Even when she decided to stay two weeks ago and you were foolish with happiness, you knew it was too good to be true. Even now, your father was getting suspicious because you were spending even more time in your room, and you had stopped answering your texts, causing more and more to pile up in your cell phone’s inbox. But you're not as upset as you feel like you should be. You have a plan that you haven't told her about, mainly because she would never let you go through with it, a plan that you had formed for the time when she would have to fade away, and the certainty of it all keeps down the flourish of emotion that’s threatening to rise in your chest.
The next time she leaves, you are following her. You can't leave her to let her sadness run rampant in her tired mind when you know that you could be there, that you could listen to whatever she needs to have heard and make her warm. She would never let you. But you need to, so you are.
After she has frozen still, not even breathing, her face dark and slack, you untangle her arms from yours and pad down the hall to the bathroom on feet freezing against the tiled floor. The sickly fluorescent light bounces over the bright polished white that covers the bathroom. It seems too sad and clean.
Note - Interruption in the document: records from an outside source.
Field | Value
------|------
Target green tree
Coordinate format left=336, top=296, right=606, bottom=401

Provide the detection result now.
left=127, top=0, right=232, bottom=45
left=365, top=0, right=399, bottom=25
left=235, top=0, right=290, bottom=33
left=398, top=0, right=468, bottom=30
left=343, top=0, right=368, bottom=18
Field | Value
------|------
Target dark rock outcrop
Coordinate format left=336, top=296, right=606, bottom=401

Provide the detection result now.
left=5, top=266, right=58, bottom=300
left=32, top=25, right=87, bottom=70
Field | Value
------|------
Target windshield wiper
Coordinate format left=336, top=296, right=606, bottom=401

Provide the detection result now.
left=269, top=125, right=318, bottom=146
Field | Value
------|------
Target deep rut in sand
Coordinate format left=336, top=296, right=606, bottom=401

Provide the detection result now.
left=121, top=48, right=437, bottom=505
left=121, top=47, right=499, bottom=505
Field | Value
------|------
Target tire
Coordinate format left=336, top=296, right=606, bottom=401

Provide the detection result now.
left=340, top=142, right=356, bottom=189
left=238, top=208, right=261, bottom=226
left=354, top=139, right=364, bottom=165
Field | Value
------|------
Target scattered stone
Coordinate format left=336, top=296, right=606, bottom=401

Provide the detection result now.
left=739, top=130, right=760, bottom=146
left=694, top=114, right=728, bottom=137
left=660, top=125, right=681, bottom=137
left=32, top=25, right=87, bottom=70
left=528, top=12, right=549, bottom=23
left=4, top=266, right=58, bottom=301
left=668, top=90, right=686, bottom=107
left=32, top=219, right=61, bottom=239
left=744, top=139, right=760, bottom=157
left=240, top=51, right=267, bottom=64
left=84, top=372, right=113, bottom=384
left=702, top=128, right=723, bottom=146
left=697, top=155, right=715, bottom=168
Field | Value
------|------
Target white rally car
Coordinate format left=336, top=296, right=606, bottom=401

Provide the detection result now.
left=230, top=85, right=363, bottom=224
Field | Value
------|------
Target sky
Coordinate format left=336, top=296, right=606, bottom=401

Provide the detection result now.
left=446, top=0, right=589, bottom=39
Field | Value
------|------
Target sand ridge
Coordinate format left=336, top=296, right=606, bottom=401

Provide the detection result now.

Your heart calmly beats out ten more seconds, then eleven, then a minute.
You glance back down the hallway, leading to the door in front of your father's room, his wheezing snores coming from lungs ruined by decades of tobacco, the door to your room slightly ajar and darkness seeping out into the white-dim hallway.
You smile and shut the bathroom door with a clack, and you can't decide whether it sounds like an end or a beginning.
* * *
He had likely known it was coming for a while, and you knew that he knew, so you honestly didn't expect him to be so upset. It doesn't show in his actions, but his nails are bitten bloody and ragged and the lines on his face seem deeper than they had before, as if etched into stubbly stone, even though he’s sitting at the same oak kitchen table, smoking the same pipe and reading the newspaper like he had for as long as you could remember, as if nothing had changed. You watch him for a little while before his face suddenly crumbles like paper and he throws the newspaper down on the table. As he rises stiffly and strides out of the room on rigid legs, his back trembling, you catch the headline of the article he was reading. The words "Teen Suicide" and "Death of Girlfriend" stand out to you, and even though you are sure you’re happy where you are, your heart aches for him, your father who used to be so, so proud of you, and suddenly you need to get away, leaving him to his empty house.
That night you hold her in a black quiet place, and even though you could attribute it to the fact that you are her temperature now, she feels very warm.